- Location: Western Australia
- Nearest city: Geraldton, Western Australia
- Coordinates: 27°32′20″S 114°38′42″E﻿ / ﻿27.539°S 114.645°E
- Area: 300.5 km^{2} (116.0 sq mi)
- Established: 2005
- Governing body: Bush Heritage Australia
- Website: Official website

= Eurardy Reserve =

Protected area in Western Australia

Eurardy Reserve is a 30050 ha nature reserve in Western Australia. It is 145 km north of Geraldton, 275 km south of Carnarvon and 530 km north of Perth. It lies on the northern edge of the South West Botanical Province, adjoining Kalbarri National Park, and is owned and managed by Bush Heritage Australia (BHA), by which it was purchased in 2005.

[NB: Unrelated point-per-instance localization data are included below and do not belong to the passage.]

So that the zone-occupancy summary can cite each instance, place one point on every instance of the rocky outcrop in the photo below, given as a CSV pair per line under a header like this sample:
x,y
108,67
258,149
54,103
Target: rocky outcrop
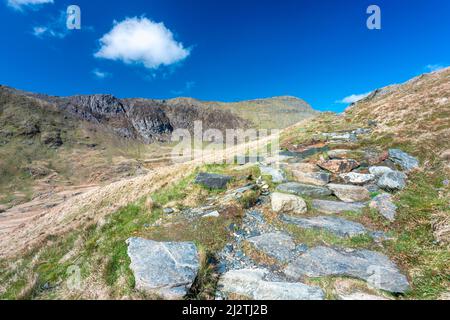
x,y
251,283
339,165
288,203
404,160
348,193
301,189
392,181
166,269
371,266
338,226
336,207
212,180
384,205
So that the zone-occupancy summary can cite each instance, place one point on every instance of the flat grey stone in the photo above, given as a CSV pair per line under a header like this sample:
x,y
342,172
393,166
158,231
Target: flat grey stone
x,y
333,207
406,161
315,178
251,283
288,203
373,267
167,269
212,180
338,226
378,171
392,181
357,178
213,214
277,245
349,193
300,189
276,173
384,205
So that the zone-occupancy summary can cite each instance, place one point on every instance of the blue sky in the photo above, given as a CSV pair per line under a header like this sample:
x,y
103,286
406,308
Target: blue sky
x,y
225,50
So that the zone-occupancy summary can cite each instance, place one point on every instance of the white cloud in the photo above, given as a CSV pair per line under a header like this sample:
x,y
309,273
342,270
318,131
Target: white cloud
x,y
353,98
20,4
434,67
100,74
142,41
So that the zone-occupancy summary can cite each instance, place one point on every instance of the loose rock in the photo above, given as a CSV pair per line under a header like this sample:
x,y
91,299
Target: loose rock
x,y
338,226
333,207
403,159
212,180
349,193
288,203
357,178
384,205
167,269
392,181
277,245
252,284
339,165
371,266
301,189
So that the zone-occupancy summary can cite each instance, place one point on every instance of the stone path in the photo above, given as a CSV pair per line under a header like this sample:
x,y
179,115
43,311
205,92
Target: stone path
x,y
334,187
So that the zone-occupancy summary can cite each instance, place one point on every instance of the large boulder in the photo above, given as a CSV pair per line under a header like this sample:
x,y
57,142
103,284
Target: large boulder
x,y
336,207
338,165
288,203
338,226
301,189
251,283
371,266
166,269
392,181
349,193
404,160
212,180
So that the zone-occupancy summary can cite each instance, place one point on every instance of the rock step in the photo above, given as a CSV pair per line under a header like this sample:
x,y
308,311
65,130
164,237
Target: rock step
x,y
277,245
373,267
301,189
166,269
253,284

==Landscape and vegetation==
The reserve has a flat relief supporting vegetation associations of high conservation value, including Mallalie (Eucalyptus eudesmoides, bowgada and jam scrub with York gum and red mallee woodlands. It is well known for its display of spring wildflowers.

==Fauna==
Mammals historically present on the property include the numbat, bilby, burrowing bettong, western barred bandicoot and chuditch. Although these became locally extinct, recent reintroductions into Kalbarri National Park may herald a return to the reserve. Other animals known to be present include spinifex hopping mouse, thorny devil, fat-tailed and hairy-footed dunnarts, eastern grey kangaroo, emu and euro.